Motor control of the tongue during speech: Predictions of an optimization policy under sensorimotor noise

Speech production necessitates a high dexterity. Some sounds like /i/, /s/ or /l/ require every precise positioning of the tongue, while tasks constraints can vary widely (inertial perturbations in walking/running, vocal tract perturbations during eating...). Moreover, tongue movements are very rapid, on the order of some tenth of millisecond, while proprioceptive and auditory feedback latencies are longer. Last, sensory and motor signals have limited precision (they are 'noisy').
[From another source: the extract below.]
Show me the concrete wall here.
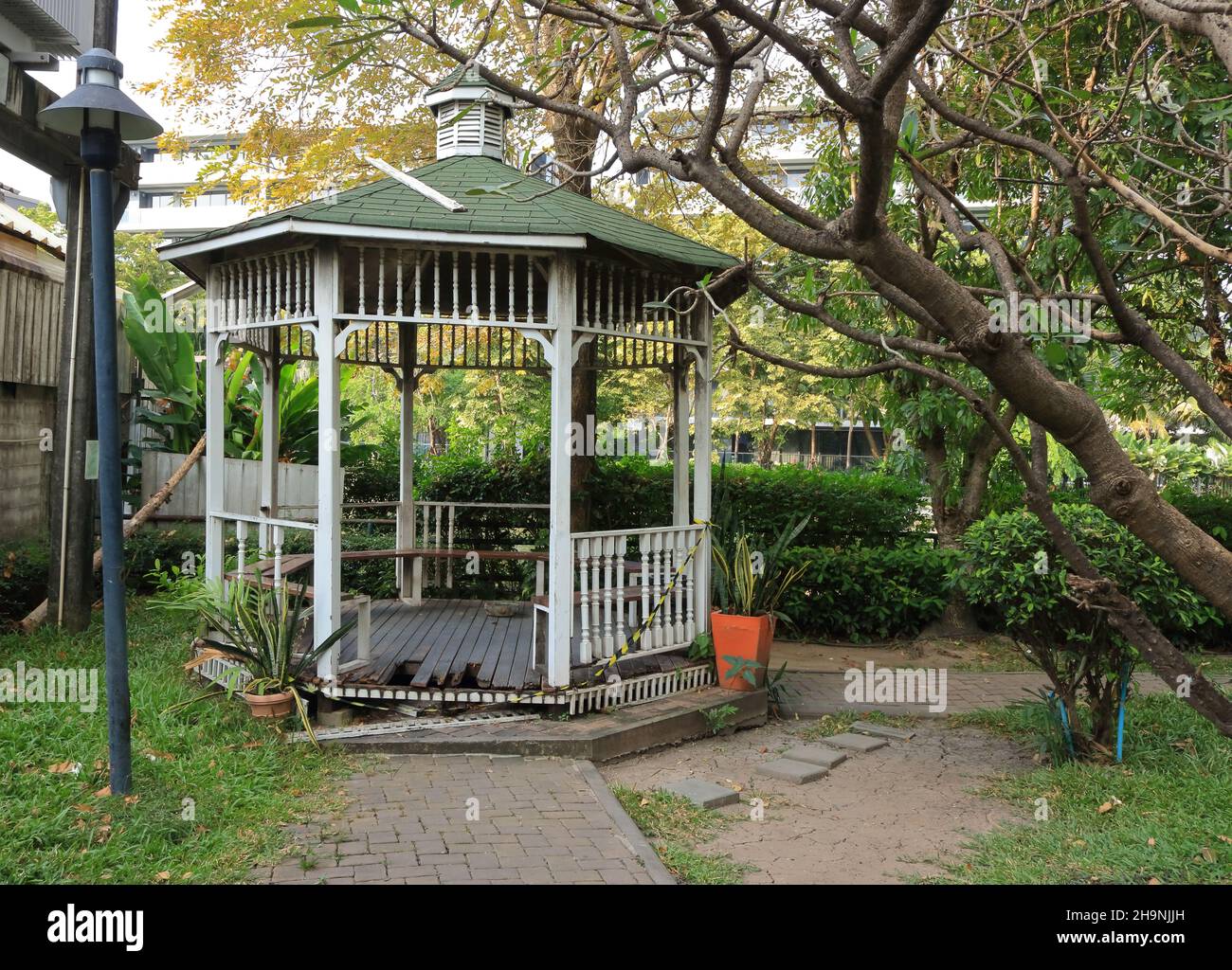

For all these reasons, it has been proposed that the central nervous system (CNS) rely on an optimal estimation system ('internal model') in order to adjust the trajectories in real time. Moreover, the CNS also seems to optimize some perceived cost, as suggested by the motor stereotypies observed in eye or arm movements. In particular, the hypothesis of the minimization of an internal measure of effort, or the minimization of the impact of motor noise on endpoint variance account for a large body of experimental observations. Here we test whether an effort optimization controller coupled to an optimal state estimator can account for the trajectories of the tongue when a subject produces the three vowels /i/, /a/ and /u/ from a neutral (schwa) initial posture. In a first step, we ran 20,000 simulations of a finite element model of the tongue in order to describe the effect of combinations of muscle activations ramps across six muscles of the tongue (3 intrinsic, 3 extrinsic). We then applied model identification techniques to obtain a computationally tractable dynamical model of the tongue in the sagittal plane. Assuming a fixed jaw position and a standard geometry for the rest of the vocal tract, we obtained a simplified model of the speech production system. We could then derive the first three formants of the voice from the instantaneous tongue position through a harmonic analysis. With the sensorimotor plant thus defined, we applied standard numerical techniques inside a time loop to simulate the function of an optimal estimator/controller subjected to sensory and motor uncertainty, and generated tongue trajectories from the initial posture to the final endpoints defined either in postural space or in acoustic (F1-F2) space. These simulations allow exploring how optimal control hypotheses can explain the average trajectories and the impact of sensorimotor noise on their variability.